There are perhaps more parallels between the Red Bull franchise, which owns clubs in Austria, Brazil, Germany, and the United States, and Barnsley’s royal redbrick facade and the wooden seats of the West Stand than at first glance. This week the Chinese-American billionaire Chien Lee, whose Pacific Media Group consortium bought Barnsley in 2017, added the Danish club Esbjerg to its stable of clubs, which includes Oostende, who are flying high in the Belgian First Division after finishing second-bottom last season, and Nancy, who have made strides in Ligue 2 since the takeover in January. Both are run day to day by Gauthier Ganaye, the former Barnsley chief executive.

“It is on a smaller scale than Red Bull, but the idea and the intent of the ownership group was to create this ecosystem where each club is run with this financial model and recruitment model,” Murphy says. “Red Bull as a global club, and a global brand, their approach has been unique on several fronts and to try and emulate what they are doing, on and off the field, would only make sense. Brentford have set the standard in the Championship with how they are able to, on a smaller budget and with fewer resources than some competitors, steadily climb by finding talent that is undervalued and underused, and move those pieces on and bring new ones in.”

Barnsley are at pains to avoid talk of the P-words – promotion and the Premier League – but are quick to spy potential, with Callum Styles, who joined from Bury as an 18-year-old after scouts tracked him in League Two, a prime example. Styles has flourished in midfield and at left wing-back and, on the opposite flank, Callum Brittain has shone since signing from MK Dons in October.

In January, Liam Kitching followed Ethan Pinnock, now of Brentford, in signing from Forest Green, while Conor Chaplin, a nippy striker, was identified while breaking through at Portsmouth before signing from Coventry. Not every signing is a triumph but the pathway is clear. “They have a track record of pushing young players into the first team and that appealed,” says Styles. “It was the right decision in terms of not getting lost as a youngster.”

On Wednesday, Ismaël again played his party trick: a triple change before the hour mark to replenish his attack as if a Formula One car refuelling. “Exactly,” says the Frenchman, who has made more substitutions (139) than any other team this season. “My concern is: how can I keep the intensity high throughout the 90 minutes? That is why I was very delighted that we would have five substitutes [this season] because the front three are very important to our philosophy.”

Barnsley’s use of data has been accelerated since Beane came on board but the approach was the baby of the late former owner Patrick Cryne, whose son, James, owns a minority stake and heads the club’s recruitment operation. Incredibly, in a division awash with overspend, the club’s record signing remains the £1.5m they paid for Georgi Hristov in 1997.

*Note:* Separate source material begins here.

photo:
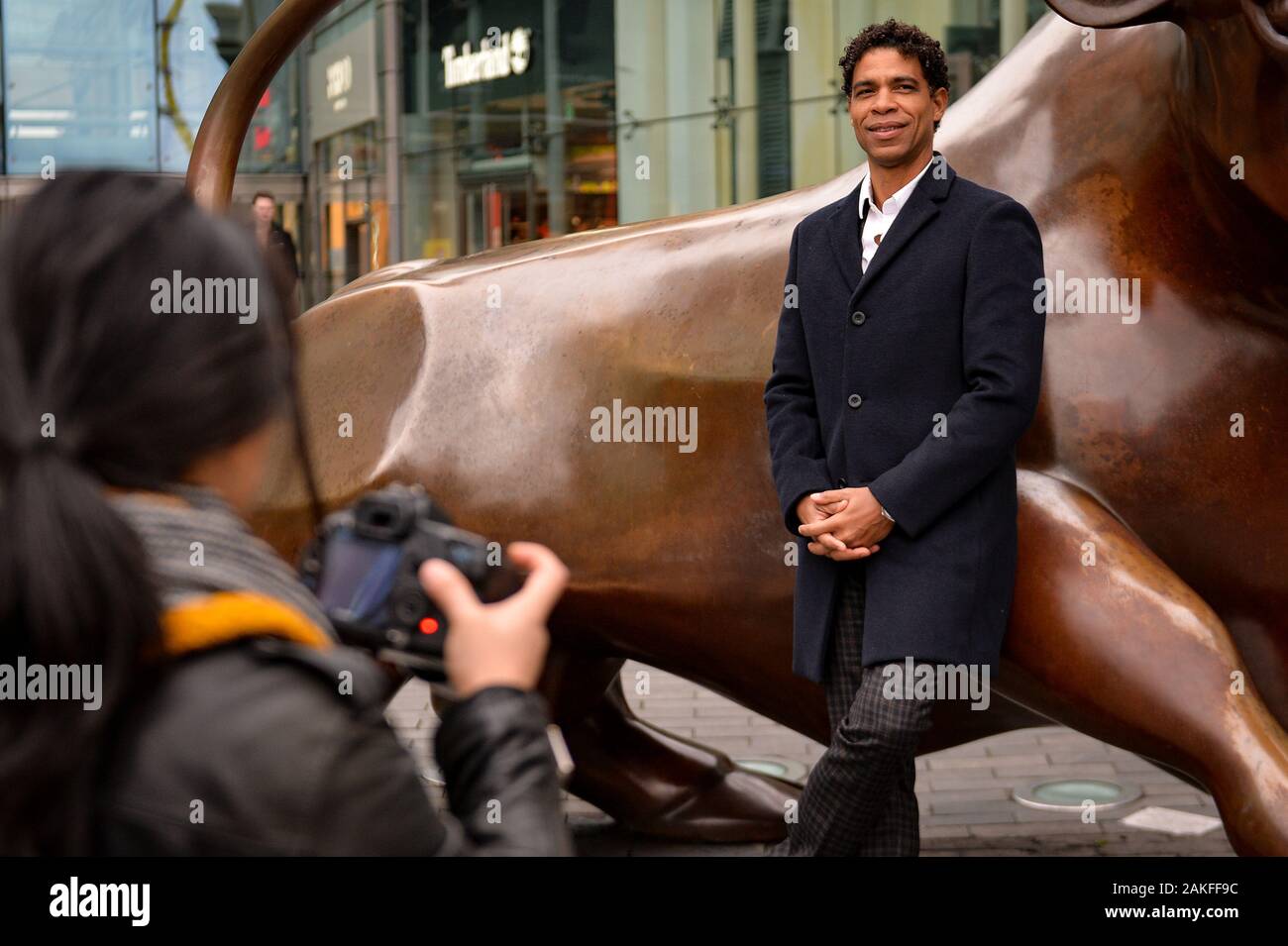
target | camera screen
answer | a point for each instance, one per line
(359, 575)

“We face teams week in, week out that have eight, nine, maybe sometimes 15 times the budget of what we are working with,” says Murphy. “I think that is another reason why we have to stick to our true north in the path that we are on with the data because if we go outside the lane and say: ‘OK, with this one player we are going to go beyond our means,’ then the dam breaks. We are bearing the fruit of our philosophy and, hopefully, that can continue.”